Bring on the aging bodies,
the aching joints, failing senses
whose mysteries no doctors
can decode in all their sterile halls,
go ahead, endure, survive
it all and even thrive
when life calls down upon your head
a shower of bowling balls.

Dance for your life,
dance wildly until every song is tasted.
Let yourself be lifted on the wind,
not a drop of precious rain wasted
and when it stops at last, stand still
with the people who love you.
Inhale the music and forgive the world
to lighten your step for the next dance.


NC
from Sip Wine, Drink Stars, 2009

Friday, May 6, 2011

What a Difference a Week Makes

Ask anyone who knows me...they’ll say I’m a pretty positive person. I believe in the innate goodness of most people, I believe that we are resilient and able to deal with and rise above most of the bad things that happen to us, whether they be natural disasters, serious illnesses, untimely deaths or terrorist attacks. But since the Sunday night jolt of Breaking News burst upon us, I have had some strangely mixed feelings. Am I glad Osama bin Laden no longer menaces the planet? Of course. Am I proud of the incredibly brave men who risked so much to make it happen? Without a doubt. And as an ardent Barack Obama supporter, I am glad that his decisiveness led this mission to achieve its goals so well. It does feel like justice.
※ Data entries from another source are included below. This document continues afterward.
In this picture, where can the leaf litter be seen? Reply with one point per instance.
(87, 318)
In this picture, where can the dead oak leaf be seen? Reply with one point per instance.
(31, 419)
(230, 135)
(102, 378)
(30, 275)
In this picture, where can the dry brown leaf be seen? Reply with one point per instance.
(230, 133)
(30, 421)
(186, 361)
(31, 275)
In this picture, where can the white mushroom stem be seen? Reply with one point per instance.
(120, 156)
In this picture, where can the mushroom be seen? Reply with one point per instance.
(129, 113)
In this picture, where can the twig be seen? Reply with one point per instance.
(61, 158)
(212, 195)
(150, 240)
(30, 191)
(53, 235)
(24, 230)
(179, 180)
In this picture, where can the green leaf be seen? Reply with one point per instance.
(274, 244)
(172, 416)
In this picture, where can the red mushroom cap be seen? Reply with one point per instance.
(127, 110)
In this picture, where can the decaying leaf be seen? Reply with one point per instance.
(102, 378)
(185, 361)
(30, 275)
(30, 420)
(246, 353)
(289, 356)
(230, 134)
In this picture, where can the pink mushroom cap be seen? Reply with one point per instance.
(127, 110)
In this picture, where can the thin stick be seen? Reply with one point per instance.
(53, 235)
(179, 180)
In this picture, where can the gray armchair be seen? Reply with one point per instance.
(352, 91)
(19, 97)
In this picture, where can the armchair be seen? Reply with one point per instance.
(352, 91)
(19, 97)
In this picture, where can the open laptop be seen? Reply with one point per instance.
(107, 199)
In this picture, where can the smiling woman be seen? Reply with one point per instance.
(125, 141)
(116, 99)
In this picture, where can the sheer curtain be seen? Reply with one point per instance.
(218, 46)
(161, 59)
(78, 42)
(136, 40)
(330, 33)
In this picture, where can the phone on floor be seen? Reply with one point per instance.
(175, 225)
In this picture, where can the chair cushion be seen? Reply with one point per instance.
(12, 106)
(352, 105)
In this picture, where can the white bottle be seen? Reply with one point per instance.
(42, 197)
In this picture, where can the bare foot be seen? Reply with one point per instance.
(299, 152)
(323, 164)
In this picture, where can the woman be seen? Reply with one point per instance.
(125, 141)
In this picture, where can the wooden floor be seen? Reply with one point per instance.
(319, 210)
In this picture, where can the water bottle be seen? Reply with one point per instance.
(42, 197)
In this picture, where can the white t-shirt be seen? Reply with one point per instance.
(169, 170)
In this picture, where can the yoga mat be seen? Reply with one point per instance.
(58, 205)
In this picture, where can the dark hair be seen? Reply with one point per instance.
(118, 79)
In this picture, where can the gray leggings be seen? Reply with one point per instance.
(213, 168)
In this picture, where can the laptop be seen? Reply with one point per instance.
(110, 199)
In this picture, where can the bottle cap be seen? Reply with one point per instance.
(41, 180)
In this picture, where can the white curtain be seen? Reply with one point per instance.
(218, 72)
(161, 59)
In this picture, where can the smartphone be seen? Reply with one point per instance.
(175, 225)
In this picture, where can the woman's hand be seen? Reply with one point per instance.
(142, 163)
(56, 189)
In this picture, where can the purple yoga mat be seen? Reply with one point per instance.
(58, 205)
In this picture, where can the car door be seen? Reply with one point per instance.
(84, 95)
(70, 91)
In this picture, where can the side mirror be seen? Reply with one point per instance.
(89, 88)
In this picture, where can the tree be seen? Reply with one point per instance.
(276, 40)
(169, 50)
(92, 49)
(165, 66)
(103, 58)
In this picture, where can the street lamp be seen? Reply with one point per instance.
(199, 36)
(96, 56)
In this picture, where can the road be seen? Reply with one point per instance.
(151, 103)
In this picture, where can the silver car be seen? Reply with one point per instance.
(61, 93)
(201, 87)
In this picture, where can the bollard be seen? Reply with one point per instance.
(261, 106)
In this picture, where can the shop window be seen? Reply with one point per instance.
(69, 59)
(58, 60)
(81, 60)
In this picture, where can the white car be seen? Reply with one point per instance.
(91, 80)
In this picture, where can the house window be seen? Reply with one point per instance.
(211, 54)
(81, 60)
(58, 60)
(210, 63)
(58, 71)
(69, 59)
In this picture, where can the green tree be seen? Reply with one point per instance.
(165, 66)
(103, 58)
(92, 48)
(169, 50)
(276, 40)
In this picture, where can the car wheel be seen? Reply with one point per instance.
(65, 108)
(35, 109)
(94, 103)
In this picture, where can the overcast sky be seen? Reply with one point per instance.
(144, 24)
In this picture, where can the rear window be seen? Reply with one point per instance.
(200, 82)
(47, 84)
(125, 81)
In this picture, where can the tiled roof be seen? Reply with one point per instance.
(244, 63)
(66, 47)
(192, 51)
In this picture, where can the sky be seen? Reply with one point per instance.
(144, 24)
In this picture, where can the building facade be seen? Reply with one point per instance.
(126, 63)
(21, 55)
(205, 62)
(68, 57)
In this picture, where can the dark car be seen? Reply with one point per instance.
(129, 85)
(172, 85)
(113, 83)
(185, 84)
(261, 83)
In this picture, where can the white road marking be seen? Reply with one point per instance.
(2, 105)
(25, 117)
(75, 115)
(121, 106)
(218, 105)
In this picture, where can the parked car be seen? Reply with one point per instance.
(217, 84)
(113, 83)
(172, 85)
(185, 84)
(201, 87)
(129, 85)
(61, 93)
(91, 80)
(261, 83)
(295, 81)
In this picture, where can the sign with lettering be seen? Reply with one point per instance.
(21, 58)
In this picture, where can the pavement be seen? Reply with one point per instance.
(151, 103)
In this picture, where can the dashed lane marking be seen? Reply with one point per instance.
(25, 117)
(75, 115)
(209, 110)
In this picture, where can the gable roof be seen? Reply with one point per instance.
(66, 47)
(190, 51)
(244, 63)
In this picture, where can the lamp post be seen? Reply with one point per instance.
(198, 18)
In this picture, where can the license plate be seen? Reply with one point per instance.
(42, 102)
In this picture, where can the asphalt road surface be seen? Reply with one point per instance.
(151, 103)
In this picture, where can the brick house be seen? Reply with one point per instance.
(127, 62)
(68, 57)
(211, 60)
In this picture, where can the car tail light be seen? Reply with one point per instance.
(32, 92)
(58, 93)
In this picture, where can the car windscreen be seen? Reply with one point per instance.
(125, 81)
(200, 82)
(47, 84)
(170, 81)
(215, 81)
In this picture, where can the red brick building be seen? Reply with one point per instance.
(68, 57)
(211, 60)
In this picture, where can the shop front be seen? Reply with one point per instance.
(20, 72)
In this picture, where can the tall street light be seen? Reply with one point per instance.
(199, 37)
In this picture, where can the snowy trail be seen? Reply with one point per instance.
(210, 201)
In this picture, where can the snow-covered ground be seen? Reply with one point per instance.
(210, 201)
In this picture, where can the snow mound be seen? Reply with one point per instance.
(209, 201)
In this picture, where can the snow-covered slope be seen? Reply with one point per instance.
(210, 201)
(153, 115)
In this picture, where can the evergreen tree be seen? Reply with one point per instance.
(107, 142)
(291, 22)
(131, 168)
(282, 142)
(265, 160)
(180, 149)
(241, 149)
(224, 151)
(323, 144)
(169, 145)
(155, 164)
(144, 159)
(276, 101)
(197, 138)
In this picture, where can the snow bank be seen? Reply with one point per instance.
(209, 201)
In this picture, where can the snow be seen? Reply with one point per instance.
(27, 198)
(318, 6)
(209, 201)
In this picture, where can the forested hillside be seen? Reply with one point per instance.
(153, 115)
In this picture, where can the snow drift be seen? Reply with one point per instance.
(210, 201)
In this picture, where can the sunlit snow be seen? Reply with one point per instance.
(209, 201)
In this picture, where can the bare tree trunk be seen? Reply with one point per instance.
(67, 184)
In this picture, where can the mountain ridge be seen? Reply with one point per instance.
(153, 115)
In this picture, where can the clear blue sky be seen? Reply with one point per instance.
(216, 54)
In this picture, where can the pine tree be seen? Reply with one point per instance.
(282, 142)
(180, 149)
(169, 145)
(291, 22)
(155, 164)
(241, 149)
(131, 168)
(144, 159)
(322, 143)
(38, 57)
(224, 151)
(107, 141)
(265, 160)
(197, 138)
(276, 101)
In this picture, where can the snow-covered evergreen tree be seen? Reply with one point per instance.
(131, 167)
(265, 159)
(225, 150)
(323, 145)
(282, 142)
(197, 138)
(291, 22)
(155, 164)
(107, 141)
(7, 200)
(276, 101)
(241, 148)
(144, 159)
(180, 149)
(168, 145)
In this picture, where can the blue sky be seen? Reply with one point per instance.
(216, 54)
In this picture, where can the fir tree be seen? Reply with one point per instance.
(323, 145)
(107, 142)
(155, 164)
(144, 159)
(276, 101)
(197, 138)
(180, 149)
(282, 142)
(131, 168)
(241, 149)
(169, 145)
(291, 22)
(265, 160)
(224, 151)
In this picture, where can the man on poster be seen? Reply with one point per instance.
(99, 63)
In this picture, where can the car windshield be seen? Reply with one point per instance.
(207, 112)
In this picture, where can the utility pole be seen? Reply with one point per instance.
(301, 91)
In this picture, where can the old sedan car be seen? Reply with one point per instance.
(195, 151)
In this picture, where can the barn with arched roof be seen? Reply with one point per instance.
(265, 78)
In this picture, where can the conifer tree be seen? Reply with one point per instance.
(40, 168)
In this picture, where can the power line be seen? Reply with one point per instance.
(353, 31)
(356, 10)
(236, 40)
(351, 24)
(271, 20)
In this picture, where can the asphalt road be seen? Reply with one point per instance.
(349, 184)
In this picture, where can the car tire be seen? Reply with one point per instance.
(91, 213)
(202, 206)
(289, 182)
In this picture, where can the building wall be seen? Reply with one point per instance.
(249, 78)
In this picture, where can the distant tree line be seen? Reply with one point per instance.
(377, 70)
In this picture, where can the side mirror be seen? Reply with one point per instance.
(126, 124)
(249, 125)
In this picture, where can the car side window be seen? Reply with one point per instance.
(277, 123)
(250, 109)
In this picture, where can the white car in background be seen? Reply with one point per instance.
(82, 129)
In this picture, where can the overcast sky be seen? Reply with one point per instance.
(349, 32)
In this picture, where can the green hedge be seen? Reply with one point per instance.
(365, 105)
Now many are speculating about the national response, the mood of celebration that seized some as the news broke. What the news did for me was to bring up the unimaginable horror of that day nearly ten years ago when the towers fell, the Pentagon burned and a few brave men charged the cockpit to prevent an even worse calamity. When those images appear on TV, it seems like it happened yesterday. And nothing will ever change that or bring back the dear souls whose deaths were of the most terrible sort. I just can’t rise above those images to celebrate.

We are better off without Osama bin Laden but probably not much safer. Safety is not one of life’s guarantees, that much seems clear, so there may rise another name, another threat whose mission in life is the destruction of all things American. Life is risky, sometimes dangerous, and always, always fragile. All we can do is cling to the sacred moment, the NOW, which is all that we have. I won’t live in fear. Not of anything. There is too much for which I am grateful, too many precious people to love and too few hours in the day to spend them afraid of what might happen.

Last week I, and millions of others around the planet, had a brief fascination with the Royal Wedding. How distant that event seems now, along with the silliness over birth certificates and any number of distractions that keep us from confronting grave issues. The seriousness of life came home clearly this week, but it did illustrate the delicate equilibrium of life with ample servings of both good and evil.